InstantRetouch: Personalized Image Retouching without Test-time Fine-tuning Using an Asymmetric Auto-Encoder
Temesgen Muruts Weldengus, Binnan Liu, Fei Kou, Youwei Lyu, Jinwei Chen, Qingnan Fan, Changqing Zou
TL;DR
InstantRetouch addresses the challenge of personalized image retouching without test-time fine-tuning by learning an asymmetric auto-encoder that encodes user retouching style into a content-disentangled latent, enabling faithful style transfer to new images. The Retrieval-Augmented Retouching (RAR) module further personalizes outputs by content-aware aggregation of style latents from the most similar reference pairs. Empirical results across VCIRB, PPR10K-Groups, and MIT-FiveK/PPR10K show superior performance over existing methods, and the framework naturally supports photorealistic style transfer without paired training. A visually consistent Lightroom-based dataset and a principled reference-sampling strategy underpin robust meta-learning, highlighting the approach’s practicality for real-world, few-shot personalization.
Abstract
Personalized image retouching aims to adapt retouching style of individual users from reference examples, but existing methods often require user-specific fine-tuning or fail to generalize effectively. To address these challenges, we introduce $\textbf{InstantRetouch}$, a general framework for personalized image retouching that instantly adapts to user retouching styles without any test-time fine-tuning.

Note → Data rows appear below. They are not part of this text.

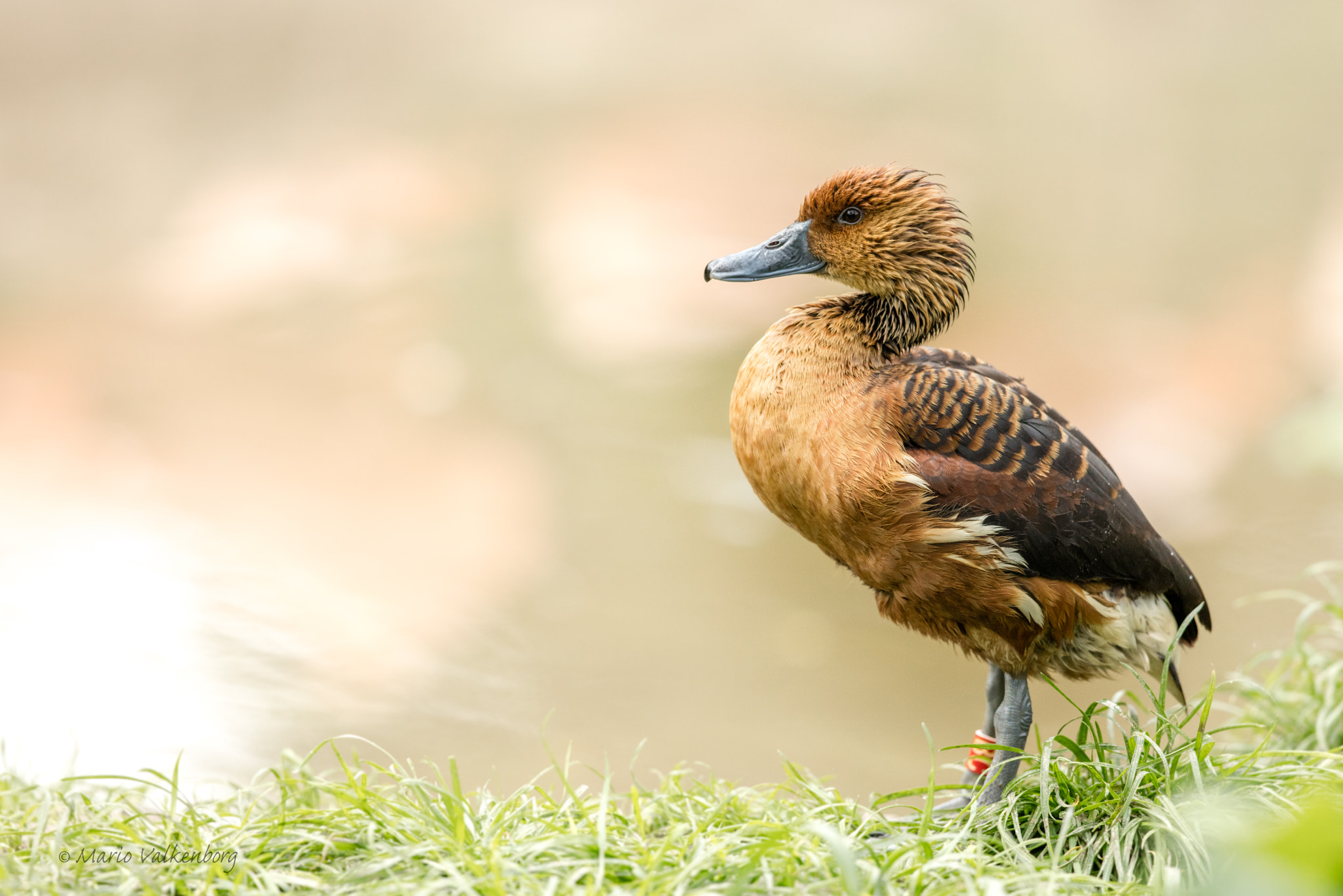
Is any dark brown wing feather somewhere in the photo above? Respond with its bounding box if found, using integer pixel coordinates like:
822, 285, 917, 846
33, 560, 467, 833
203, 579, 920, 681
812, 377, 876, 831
873, 348, 1213, 644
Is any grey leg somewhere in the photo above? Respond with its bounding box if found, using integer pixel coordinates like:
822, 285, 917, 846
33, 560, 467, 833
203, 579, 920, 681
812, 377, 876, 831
936, 662, 1005, 809
976, 674, 1032, 806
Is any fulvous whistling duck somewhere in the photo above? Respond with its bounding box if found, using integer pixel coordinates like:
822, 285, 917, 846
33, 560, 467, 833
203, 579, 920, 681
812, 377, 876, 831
704, 166, 1211, 806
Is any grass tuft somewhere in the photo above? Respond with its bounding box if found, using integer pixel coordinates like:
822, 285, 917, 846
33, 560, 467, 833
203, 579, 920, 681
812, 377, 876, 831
0, 564, 1343, 896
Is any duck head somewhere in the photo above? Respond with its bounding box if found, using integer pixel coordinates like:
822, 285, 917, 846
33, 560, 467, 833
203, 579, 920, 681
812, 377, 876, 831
704, 165, 975, 351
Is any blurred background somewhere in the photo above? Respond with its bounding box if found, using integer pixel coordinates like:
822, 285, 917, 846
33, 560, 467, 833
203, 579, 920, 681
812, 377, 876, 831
0, 0, 1343, 794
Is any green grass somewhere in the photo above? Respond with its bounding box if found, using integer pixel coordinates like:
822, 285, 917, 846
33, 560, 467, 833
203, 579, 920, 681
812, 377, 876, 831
0, 566, 1343, 896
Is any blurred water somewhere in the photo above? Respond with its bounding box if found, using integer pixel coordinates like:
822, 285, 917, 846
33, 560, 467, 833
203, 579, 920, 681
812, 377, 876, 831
0, 0, 1343, 791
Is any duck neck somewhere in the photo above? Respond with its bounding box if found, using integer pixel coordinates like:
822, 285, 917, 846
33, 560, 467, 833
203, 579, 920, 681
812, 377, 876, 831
850, 289, 964, 356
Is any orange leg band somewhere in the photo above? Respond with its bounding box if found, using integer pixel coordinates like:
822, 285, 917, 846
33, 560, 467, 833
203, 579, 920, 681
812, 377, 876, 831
966, 731, 998, 775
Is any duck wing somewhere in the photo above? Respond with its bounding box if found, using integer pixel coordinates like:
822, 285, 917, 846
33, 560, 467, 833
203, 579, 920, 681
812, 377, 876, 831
872, 348, 1213, 644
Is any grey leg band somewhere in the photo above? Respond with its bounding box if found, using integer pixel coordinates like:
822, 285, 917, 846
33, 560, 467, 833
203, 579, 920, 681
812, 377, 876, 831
978, 676, 1032, 805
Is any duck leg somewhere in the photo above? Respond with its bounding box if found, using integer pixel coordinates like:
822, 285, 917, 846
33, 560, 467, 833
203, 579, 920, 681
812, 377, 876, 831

It employs an $\textit{asymmetric auto-encoder}$ to encode the retouching style from paired examples into a content disentangled latent representation that enables faithful transfer of the retouching style to new images. To adaptively apply the encoded retouching style to new images, we further propose $\textit{retrieval-augmented retouching}$ (RAR), which retrieves and aggregates style latents from reference pairs most similar in content to the query image. With these components, $\textbf{InstantRetouch}$ enables superior and generic content-aware retouching personalization across diverse scenarios, including single-reference, multi-reference, and mixed-style setups, while also generalizing out of the box to photorealistic style transfer.